The Head Start program could be expanded gradually, with careful attention to quality. Head Start serves about 40 percent of eligible children, most of them four year olds, in a nine-month, part-day program that costs about $5,000 per child. More full-day, full-year slots should be provided to meet the needs of working parents. Each child should be enrolled for a longer period, starting when they are infants or toddlers. Although the Early Head Start program currently serves some children under three, it is still very small, enrolling less than 2% of all preschool children from poor families.

Alternatively, a generous tax credit or voucher to be used only in accredited preschool facilities could be provided to low-income families. Standards could be established by states or by the federal government with the advice of professional groups. A tax credit would combine the federal support for education that liberals favor with the school-choice and provider-competition components that many conservatives endorse. The program design should ensure that new funds would not simply supplant existing state resources. It should also include direct support for local institution building and teacher training and certification. A nonprofit group in New York City has launched a new initiative called Satellite Child Care, for example, which supplies training to in-home providers who are given salaries well above average earnings in this low-paying sector. They also receive a computer linked to a supervising daycare center and a variety of professional supports.

Providing preschool to every poor child would be costly. A high-quality, two-year program costing about $8,000 annually per child would total some $30 billion per year if limited to families with incomes of less than $30,000. An equally expensive, high-quality one-year program, limited only to the children of the poor, would cost about $3 billion more than the $4.3 billion the federal government now spends on Head Start. Politics will always argue for serving more children at a lower cost per child. But in the end, the politically satisfying strategy is likely to be self-defeating because inexpensive programs are usually ineffective as well. With limited resources, it is better to provide fewer children a quality program that promises to improve their prospects.

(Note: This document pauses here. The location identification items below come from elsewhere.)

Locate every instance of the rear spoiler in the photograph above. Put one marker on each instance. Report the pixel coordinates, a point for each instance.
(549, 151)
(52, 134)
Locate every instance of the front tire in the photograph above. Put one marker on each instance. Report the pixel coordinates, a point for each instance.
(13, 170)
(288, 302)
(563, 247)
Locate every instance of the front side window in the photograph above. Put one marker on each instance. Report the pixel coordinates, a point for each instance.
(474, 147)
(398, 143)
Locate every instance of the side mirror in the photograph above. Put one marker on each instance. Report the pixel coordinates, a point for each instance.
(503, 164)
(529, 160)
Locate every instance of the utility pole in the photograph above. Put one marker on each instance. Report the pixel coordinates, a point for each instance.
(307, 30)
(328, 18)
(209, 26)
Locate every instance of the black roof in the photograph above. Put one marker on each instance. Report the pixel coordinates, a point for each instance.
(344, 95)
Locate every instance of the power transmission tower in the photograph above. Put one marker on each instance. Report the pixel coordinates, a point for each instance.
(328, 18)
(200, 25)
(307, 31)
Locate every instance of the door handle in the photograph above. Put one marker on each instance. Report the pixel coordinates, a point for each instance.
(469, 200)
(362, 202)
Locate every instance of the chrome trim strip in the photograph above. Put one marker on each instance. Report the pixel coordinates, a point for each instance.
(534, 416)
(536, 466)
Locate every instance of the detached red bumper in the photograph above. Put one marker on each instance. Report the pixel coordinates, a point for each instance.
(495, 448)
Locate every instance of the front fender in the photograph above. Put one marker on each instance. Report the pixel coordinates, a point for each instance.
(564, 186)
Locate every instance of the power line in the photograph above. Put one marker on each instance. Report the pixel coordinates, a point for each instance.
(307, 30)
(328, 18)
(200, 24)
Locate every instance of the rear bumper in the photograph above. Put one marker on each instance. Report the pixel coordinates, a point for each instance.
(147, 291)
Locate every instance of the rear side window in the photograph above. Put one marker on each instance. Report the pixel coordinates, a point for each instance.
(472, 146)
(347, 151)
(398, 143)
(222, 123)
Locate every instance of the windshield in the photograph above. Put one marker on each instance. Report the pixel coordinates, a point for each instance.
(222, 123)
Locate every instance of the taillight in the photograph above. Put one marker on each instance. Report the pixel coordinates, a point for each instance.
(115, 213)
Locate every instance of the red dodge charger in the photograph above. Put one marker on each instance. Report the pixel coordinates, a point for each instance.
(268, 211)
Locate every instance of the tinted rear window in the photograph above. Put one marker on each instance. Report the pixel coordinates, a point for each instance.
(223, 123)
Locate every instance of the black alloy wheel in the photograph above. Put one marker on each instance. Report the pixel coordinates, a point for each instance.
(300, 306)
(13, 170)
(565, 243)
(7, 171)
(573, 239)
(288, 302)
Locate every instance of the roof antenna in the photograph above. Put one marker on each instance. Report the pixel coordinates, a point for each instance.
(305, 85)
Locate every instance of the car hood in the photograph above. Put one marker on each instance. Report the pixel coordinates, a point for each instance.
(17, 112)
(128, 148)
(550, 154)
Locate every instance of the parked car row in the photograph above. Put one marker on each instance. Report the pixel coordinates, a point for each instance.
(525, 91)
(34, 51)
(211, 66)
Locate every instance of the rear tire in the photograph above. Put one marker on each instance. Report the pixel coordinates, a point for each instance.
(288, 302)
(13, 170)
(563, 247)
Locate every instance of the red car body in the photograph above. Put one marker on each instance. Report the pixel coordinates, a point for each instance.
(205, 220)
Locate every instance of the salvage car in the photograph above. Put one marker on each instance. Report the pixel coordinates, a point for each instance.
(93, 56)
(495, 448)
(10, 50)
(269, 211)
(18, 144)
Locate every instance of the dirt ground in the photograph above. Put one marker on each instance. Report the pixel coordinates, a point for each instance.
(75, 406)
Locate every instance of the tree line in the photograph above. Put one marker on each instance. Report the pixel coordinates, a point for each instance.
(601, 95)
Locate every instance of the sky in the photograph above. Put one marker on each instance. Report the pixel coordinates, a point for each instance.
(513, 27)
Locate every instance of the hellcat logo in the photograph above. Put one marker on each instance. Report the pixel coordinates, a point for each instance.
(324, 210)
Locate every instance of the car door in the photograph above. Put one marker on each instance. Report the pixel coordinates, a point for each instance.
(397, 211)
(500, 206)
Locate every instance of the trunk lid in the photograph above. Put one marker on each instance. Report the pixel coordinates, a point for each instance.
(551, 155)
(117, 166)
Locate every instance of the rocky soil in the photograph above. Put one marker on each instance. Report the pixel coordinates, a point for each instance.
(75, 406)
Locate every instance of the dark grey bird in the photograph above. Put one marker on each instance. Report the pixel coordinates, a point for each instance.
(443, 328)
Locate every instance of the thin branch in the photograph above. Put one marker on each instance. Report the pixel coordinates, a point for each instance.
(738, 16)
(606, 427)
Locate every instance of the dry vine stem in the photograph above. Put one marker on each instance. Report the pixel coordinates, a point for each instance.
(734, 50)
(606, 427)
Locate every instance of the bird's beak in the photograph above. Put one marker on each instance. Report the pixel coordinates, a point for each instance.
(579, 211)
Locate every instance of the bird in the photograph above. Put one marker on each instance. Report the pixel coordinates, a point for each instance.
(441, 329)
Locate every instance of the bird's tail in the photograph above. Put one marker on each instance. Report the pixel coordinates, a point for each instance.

Recent budget debates have emphasized the importance of using projected surpluses to pay down the debt, thereby freeing up funds for private investment. But an investment in people drives the future economy as much as does our savings and investment in tangible capital. If we want to prepare for the retirement of the baby-boom generation, we must not only save more both individually and collectively–but also invest more in those who will pay the costs of that retirement: the children.